Yes, definitely, and for another reason too. We needed health workers in the rural areas. We could not send young urban women to the villages; their families would not have allowed them to work far away from home. So we told the rural people: “If you want to have health workers, then you have to send your daughters. We’ll train them, and they’ll provide care to you when you are in need.” And pretty soon, we were even giving the young women bicycles. We did not want them to serve only their own village, their skills were in demand in other villages too. So they had to move around. Young women on bicycles! That was unheard of, a small revolution.
In the 1980s, you played an important role in establishing generic pharma production in your country.
Yes, the point was that developing countries cannot afford to pay for brand name drugs. And there is no reason why they should. Most essential pharmaceuticals are not covered by patents.
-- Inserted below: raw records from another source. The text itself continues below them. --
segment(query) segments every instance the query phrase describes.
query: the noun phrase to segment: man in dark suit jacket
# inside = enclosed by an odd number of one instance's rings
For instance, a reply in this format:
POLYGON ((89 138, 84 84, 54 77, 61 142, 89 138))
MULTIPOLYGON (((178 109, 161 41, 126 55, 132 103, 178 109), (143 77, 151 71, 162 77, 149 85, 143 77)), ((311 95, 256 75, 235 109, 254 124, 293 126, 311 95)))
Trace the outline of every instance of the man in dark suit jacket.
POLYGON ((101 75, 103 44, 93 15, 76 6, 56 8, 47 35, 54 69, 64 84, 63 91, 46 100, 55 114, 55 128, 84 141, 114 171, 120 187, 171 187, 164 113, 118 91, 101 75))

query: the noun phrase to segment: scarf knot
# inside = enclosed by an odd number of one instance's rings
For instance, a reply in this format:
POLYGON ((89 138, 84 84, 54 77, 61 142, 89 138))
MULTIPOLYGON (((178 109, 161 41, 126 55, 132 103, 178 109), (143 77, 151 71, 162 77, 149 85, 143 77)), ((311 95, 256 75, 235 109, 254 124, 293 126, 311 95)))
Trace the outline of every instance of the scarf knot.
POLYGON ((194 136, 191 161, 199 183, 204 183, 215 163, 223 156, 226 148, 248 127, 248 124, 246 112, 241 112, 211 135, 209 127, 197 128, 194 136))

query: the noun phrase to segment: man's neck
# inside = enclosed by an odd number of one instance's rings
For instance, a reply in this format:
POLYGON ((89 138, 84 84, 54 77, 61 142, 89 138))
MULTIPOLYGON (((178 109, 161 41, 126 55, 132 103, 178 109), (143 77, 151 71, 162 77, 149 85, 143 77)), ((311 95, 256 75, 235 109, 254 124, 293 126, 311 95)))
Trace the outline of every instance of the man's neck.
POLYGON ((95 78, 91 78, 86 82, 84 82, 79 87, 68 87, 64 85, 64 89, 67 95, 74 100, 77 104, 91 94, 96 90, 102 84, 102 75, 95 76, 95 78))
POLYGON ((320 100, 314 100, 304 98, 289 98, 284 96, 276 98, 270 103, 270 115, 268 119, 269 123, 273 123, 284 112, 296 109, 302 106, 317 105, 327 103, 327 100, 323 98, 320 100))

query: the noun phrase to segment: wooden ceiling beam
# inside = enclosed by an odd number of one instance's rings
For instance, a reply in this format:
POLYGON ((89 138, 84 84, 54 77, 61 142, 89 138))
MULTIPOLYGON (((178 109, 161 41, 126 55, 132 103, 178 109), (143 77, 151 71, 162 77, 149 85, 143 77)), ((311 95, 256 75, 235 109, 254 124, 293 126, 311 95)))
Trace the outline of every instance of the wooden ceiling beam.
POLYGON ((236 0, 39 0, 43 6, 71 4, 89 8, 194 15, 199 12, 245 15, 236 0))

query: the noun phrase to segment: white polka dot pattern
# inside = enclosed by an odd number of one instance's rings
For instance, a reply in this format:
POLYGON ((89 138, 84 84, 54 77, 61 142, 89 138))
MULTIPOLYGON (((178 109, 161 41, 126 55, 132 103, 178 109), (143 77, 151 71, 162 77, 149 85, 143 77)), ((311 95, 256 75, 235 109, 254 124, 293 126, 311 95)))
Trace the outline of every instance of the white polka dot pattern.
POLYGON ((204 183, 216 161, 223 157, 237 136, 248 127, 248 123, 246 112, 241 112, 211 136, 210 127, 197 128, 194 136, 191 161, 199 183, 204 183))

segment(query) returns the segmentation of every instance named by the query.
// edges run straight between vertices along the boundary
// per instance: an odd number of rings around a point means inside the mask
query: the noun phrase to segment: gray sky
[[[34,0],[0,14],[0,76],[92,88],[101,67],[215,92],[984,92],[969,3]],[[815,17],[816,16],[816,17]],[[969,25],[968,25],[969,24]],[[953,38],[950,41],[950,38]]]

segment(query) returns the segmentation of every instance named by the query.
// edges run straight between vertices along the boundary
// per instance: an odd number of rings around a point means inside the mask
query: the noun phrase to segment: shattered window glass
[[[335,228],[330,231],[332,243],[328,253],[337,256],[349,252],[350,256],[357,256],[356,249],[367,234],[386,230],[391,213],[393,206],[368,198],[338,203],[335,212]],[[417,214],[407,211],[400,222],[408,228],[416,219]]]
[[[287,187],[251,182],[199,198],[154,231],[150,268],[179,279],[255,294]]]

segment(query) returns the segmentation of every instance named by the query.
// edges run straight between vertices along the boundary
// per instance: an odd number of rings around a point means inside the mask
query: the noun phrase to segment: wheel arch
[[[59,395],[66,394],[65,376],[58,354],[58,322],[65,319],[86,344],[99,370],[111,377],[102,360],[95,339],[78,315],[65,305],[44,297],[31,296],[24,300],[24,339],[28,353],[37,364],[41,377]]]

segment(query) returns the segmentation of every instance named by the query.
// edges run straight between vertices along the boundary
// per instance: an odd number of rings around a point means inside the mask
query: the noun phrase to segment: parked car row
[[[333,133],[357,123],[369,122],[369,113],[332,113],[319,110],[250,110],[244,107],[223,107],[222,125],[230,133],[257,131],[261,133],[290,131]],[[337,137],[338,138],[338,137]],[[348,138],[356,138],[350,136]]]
Fortunately, our government listened to our advice in the 1980s and enacted legislation that allowed Bangladesh to follow the example of Sri Lanka, where generic production had begun earlier.
What are pressing concerns today?
Ageing is a real issue. The number of elderly people is growing fast in Bangladesh. They have specific health problems. They don’t only need medical care, they need a warm hand and a friendly smile. Often physiotherapists are of help, and it is important to teach those skills. Old people are more likely to be disabled than young persons, and they often suffer from non-communicable diseases like diabetes, hypertension or cancer. Cancer treatment is exorbitant and out of the reach of ordinary people. This need not be so. At Gonoshasthaya Kendra, we believe that our country needs a cancer hospital to serve poor people and to develop effective low-cost approaches. We want to establish such a hospital, and it would be wonderful if Germany could provide assistance for that purpose by way of training and donations of refurbished equipment.
Is Gonoshasthaya Kendra financially sustainable?
That is a typical donor question, and I resent it. Financial sustainability is not the only thing that matters. Health is a universal right. People must not be forced to suffer poor health because they have no purchasing power. This is not an issue that can be left to the market. The state has a role to play. It must ensure universal access to healthcare. And healthcare needs physical and social infrastructures, which have to be sustainable too. It really is not all about money.
Yes, but how do you cover the expenses? Do you run a kind of micro-insurance scheme that patients join and pay premiums for?
Yes, we actually do run an insurance scheme. The premiums our clients pay depend on their economic status. The rich and well-to-do pay more, and we use the money to cross-subsidise healthcare for those who are less well off. Some poor people only pay premiums worth a few cents, and the poorest are treated free of charge. All in all, we cover about 50 % of Gonoshasthaya Kendra’s recurrent expenditures with insurance premiums and sale of medical treatments and services. The rest is covered by local donations, grants and solidarity funding from small charities and social movements from Bangladesh and abroad.